Farfalline del cibo, come eliminarle e come prevenirle

Si chiamano “Camole”, ma questo è semplicemente il nome scientifico delle comunissime farfalline del cibo, ossia quei fastidiosi insetti che ritroviamo a volte nei sacchetti di farina, di riso o di pasta, in giro per la dispensa, negli armadietti o in altri angoli della cucina.
A tutti è capitato almeno una volta di notare queste farfalline tra gli alimenti, ma molti non sanno come fare per liberarsene.
Noi Titty&Flavia, le vostre Domestic Planner vi diciamo come va fatta una corretta disinfestazione e un’attenta prevenzione.

Per prima cosa tirate fuori tutti i possibili imputati, cioè quegli alimenti che possono contenere le camole e le loro larve.
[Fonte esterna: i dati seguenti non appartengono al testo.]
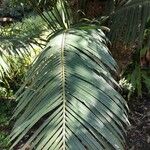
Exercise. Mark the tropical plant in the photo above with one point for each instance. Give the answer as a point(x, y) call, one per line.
point(19, 44)
point(68, 100)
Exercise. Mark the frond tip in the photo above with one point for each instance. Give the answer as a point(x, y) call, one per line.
point(68, 88)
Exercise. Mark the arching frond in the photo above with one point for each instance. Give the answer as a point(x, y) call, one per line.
point(68, 100)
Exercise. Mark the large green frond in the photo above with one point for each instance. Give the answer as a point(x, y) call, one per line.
point(67, 101)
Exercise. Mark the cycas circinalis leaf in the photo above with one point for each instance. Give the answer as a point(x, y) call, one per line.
point(69, 88)
point(129, 21)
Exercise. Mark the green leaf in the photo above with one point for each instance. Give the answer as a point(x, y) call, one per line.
point(68, 94)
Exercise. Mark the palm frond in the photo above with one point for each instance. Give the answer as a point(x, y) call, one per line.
point(130, 20)
point(67, 98)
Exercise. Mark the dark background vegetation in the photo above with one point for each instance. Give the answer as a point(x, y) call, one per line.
point(131, 61)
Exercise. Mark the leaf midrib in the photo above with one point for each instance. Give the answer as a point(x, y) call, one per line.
point(63, 91)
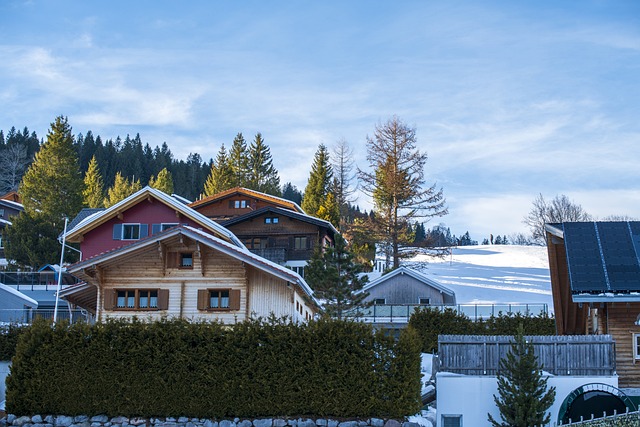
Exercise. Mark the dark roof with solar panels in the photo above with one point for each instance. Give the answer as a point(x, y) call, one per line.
point(603, 259)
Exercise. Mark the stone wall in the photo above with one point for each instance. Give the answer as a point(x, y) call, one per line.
point(104, 421)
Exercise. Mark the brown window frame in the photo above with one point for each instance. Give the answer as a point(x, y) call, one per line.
point(111, 299)
point(204, 299)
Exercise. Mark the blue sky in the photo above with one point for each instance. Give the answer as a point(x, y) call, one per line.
point(509, 99)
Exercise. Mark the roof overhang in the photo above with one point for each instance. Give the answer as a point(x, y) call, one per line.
point(211, 241)
point(147, 193)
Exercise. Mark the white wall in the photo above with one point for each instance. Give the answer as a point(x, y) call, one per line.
point(472, 396)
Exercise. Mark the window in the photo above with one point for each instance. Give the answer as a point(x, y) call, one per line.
point(300, 242)
point(137, 299)
point(130, 231)
point(186, 260)
point(218, 299)
point(157, 228)
point(180, 260)
point(452, 421)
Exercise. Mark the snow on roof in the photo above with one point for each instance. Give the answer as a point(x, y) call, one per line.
point(169, 200)
point(19, 294)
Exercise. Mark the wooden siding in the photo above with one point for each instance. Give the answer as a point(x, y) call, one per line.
point(576, 355)
point(620, 318)
point(404, 289)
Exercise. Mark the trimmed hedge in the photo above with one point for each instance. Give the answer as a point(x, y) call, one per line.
point(9, 335)
point(175, 368)
point(430, 322)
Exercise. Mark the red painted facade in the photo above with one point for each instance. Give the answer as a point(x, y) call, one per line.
point(146, 213)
Solitamente si tratta di sacchetti di pasta, riso o farina già aperti, ma non del tutto consumati. Svuotate completamente la dispensa, e poi esaminate ogni singola confezione, soffermandovi soprattutto sulla data di scadenza. Eliminate tutti i cibi scaduti o contaminati, e mettete da parte quelli ancora buoni. Intanto pulite accuratamente i contenitori e le vaschette di plastica in cui riponete queste confezioni liberandoli dai rimasugli di cibo, che sono delle vere e proprie calamite per questi insetti, e lavandoli bene con acqua e sapone liquido per i piatti.
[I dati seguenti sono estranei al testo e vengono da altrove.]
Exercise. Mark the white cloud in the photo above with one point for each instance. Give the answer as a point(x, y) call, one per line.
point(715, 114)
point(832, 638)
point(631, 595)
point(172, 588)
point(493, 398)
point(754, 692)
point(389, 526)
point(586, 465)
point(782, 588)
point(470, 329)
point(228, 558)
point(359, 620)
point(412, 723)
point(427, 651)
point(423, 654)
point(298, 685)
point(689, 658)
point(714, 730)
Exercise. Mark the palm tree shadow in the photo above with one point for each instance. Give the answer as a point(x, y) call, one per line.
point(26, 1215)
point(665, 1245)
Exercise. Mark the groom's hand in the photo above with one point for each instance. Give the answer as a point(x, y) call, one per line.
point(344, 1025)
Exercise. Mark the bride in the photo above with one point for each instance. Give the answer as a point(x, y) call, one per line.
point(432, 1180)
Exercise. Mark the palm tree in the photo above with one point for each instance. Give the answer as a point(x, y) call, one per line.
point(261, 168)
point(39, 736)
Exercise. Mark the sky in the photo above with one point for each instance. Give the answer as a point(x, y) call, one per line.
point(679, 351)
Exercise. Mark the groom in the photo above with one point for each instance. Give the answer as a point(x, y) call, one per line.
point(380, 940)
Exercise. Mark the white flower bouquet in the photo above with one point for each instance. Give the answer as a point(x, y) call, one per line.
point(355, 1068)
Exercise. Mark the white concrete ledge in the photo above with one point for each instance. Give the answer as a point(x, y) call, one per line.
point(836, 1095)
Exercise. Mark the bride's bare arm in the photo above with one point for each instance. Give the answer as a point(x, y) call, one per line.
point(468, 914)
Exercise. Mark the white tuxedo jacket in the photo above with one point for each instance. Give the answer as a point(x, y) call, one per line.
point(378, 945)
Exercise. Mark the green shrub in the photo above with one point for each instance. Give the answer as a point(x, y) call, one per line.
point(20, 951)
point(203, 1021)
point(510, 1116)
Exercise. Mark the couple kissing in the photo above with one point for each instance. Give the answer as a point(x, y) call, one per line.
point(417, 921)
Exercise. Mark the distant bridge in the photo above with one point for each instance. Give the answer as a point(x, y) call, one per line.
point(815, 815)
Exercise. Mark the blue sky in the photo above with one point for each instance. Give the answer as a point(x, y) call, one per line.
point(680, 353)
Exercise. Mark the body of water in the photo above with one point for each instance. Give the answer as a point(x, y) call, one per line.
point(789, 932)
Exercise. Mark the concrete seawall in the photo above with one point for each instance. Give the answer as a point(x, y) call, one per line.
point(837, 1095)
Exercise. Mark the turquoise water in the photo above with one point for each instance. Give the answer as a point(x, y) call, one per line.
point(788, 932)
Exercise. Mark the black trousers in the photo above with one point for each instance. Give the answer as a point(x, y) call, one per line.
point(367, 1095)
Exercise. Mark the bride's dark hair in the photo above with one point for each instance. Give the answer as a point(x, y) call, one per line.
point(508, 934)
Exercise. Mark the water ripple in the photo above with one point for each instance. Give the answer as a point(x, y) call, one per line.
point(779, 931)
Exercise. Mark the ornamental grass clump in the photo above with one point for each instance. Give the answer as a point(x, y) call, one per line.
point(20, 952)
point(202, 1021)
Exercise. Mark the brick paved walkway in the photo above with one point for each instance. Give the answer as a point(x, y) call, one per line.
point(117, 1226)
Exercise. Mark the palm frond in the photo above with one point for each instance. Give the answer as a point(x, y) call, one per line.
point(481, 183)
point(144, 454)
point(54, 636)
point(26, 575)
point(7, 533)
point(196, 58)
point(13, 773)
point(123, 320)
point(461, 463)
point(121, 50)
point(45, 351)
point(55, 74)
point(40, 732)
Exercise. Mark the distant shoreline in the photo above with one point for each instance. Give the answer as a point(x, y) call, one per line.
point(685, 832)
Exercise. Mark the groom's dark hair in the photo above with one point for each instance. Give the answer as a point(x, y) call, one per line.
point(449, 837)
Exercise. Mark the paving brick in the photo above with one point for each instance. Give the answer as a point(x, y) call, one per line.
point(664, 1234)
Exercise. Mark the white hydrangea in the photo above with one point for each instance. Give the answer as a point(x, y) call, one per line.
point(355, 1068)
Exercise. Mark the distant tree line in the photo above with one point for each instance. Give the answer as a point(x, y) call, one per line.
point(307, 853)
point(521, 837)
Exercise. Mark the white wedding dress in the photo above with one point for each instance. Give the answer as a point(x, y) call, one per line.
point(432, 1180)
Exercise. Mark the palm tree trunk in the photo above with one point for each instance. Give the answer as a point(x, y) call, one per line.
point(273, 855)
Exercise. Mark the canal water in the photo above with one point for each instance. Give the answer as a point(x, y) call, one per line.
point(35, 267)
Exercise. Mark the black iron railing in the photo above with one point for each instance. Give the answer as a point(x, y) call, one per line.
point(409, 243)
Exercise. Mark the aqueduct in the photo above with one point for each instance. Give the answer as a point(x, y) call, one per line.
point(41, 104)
Pulite quindi i ripiani della dispensa o degli armadietti che utilizzate per riporre i cibi con un panno in microfibra imbevuto di una soluzione composta da acqua e sapone di Marsiglia liquido. Risciacquate bene ed asciugate. A questo punto, prima di rimettere le confezioni di alimenti al loro posto, attuate qualche strategia di prevenzione: potete ad esempio spargere all’interno della dispensa, o sugli scaffali dedicati al cibo, qualche chiodo di garofano e delle foglie di alloro.
I loro odori intensi e pungenti terranno lontane le farfalline per un bel po’, ed impedirà loro di depositare le uova delle larve.